Taa arqueou as sobrancelhas ao sentir a pontada em si, a dor causada pelo chute dele e não fora pouca, talvez tivesse realmente o machucado, já era um vampiro velho, não tanto quanto ele, talvez ainda nem fosse adulto, mas era velho.
- Eu a achei, ela não é sua. Deixe-a em paz.
- Vai se foder. 
Ikuma disse e tornou a pressionar o polegar contra o pomo em sua garganta. 
- Acha mesmo que estou com cara de quem está negociando? Você é tão lixo que ensaiou pra pegar uma criança, e se ele disse que a criança é dele, é dele e você vai calar a boca. Não estou afim de te bater, moleque, de verdade. Mas se encostar no meu parceiro, embora a carne não seja de boa qualidade, meus filhos vão jantar e roer seus ossos no dia seguinte.
Taa levantou-se, ainda meio trêmulo, dolorido e estreitou os olhos ao rapaz que o outro ainda segurava. O garoto arqueou uma das sobrancelhas, irritado e orgulhoso demais para desistir da briga, o problema é que mesmo não respirando havia engasgado devido ao aperto dele e uniu as sobrancelhas em seguida com a ameaça, observando o local ao redor, tentando encontrar um meio de fugir.
- Ikuma... Tudo bem, pode soltar. Ele já está se mijando de medo mesmo.
- Você ouviu? 
Ikuma indagou e suavizou o aperto, suficiente para deixá-lo responder. 
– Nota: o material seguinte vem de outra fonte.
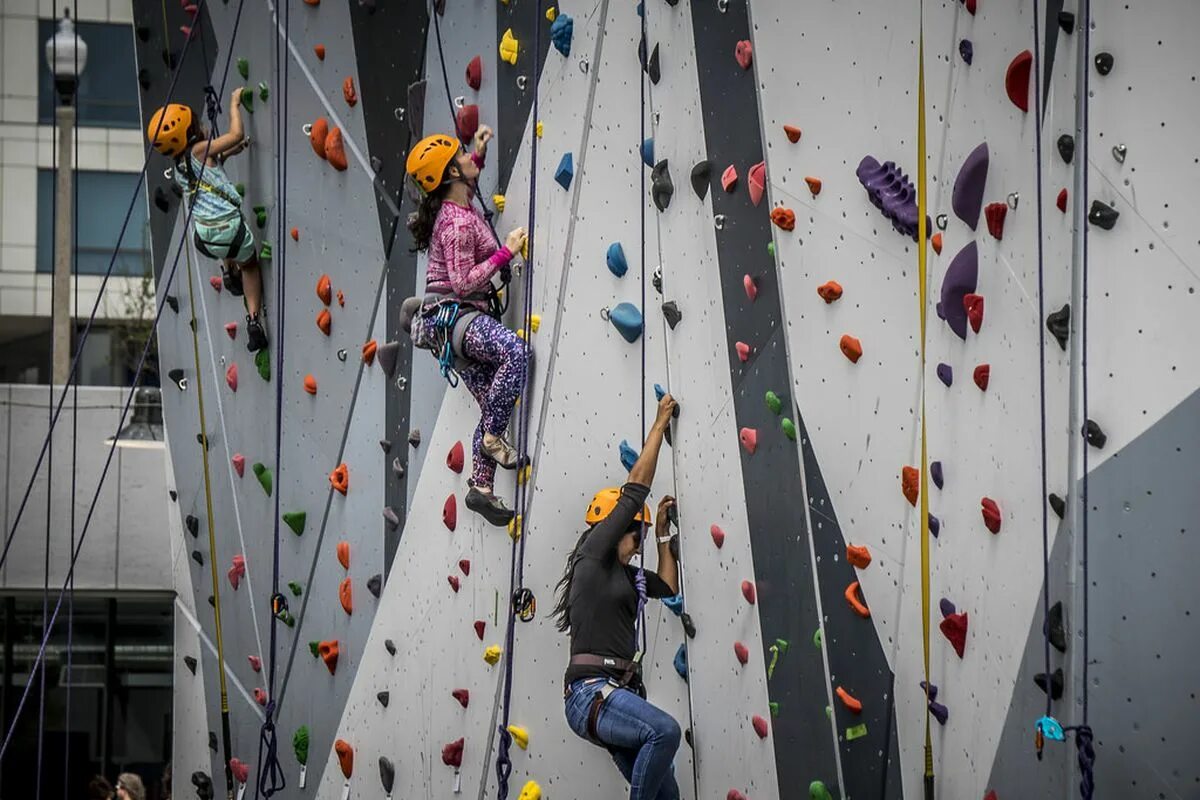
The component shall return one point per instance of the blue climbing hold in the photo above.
(628, 456)
(617, 263)
(628, 320)
(561, 34)
(565, 170)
- E não ache que sou bonzinho o suficiente só porque estou te avisando. Isso não é uma ameaça, são meus planos futuros no caso de você aparecer aqui novamente e tentar encostar no que é meu ou no que o meu parceiro disser que é dele, entende? Tenho mais de trezentos anos, e suponho que você não seja tão jovem a ponto de não saber o quanto esse foi tempo suficiente pra eu ser capaz de te fazer sumir com um sopro, tudo bem? - Indagou novamente e sorriu ao rapaz. - Agora você pode descer, e ir junto a seu grupo tomar sopinha e trocar as fraldas.
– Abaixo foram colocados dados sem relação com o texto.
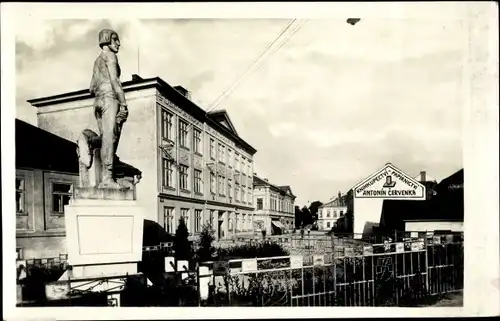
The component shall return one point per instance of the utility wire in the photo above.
(235, 83)
(268, 47)
(272, 52)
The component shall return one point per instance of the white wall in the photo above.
(137, 146)
(367, 213)
(434, 226)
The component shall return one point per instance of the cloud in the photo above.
(332, 105)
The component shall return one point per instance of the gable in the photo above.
(390, 183)
(222, 118)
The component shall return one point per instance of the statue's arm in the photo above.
(112, 64)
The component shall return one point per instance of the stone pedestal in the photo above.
(104, 230)
(103, 227)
Taa manteve-se em silêncio ao ouvir o outro e não contestaria, nem tentaria impedir, também era esperto pra saber que não devia mexer com o que ele estava ameaçando. O rapaz assentiu algumas vezes, meio a contragosto, mas fora obrigado, ou seria morto por ele e era algo que não queria, não naquele dia ao menos, brigaria com ele depois.
- Me solta... 
Ikuma fitou-o, de olhos estreitos, um tanto analítico. 
- Se você pensar em mexer com ele novamente, eu vou detonar você. Qual a porra do seu nome?
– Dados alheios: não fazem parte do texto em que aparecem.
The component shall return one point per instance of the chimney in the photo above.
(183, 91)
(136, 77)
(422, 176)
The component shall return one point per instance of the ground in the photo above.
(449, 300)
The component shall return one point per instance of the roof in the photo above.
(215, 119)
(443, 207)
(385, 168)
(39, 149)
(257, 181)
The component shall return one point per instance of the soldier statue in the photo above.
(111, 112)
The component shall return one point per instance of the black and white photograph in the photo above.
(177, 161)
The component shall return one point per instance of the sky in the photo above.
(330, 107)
O rapaz observou-o de canto e negativou, não diria a ele, ainda mais se conhecesse os próprios pais, teria problemas e somente debateu-se.
- Me solta!
- Se você não falar, eu vou te levar até a minha boate e eu tenho certeza que alguém de lá vai saber quem é você.
Ele estreitou os olhos, irritado ainda e debateu-se mais uma vez.
- Shinji! Caralho.
- Shinji? Ok, vou te levar até a boate.
- O que?! Mas não foi isso que me prometeu!
- Esse não é seu nome. Me diga seu sobrenome.
- Não, você vai falar com os meus pais, me deixe ir, seu parceiro está intacto, nem machucado está, vai.
- Anda, me diga.
- Serizawa... Shinji Serizawa.
Taa arqueou uma das sobrancelhas num risinho. Ikuma arqueou ambas as sobrancelhas, elevando-as e fitou-o como se estivesse surpreso. 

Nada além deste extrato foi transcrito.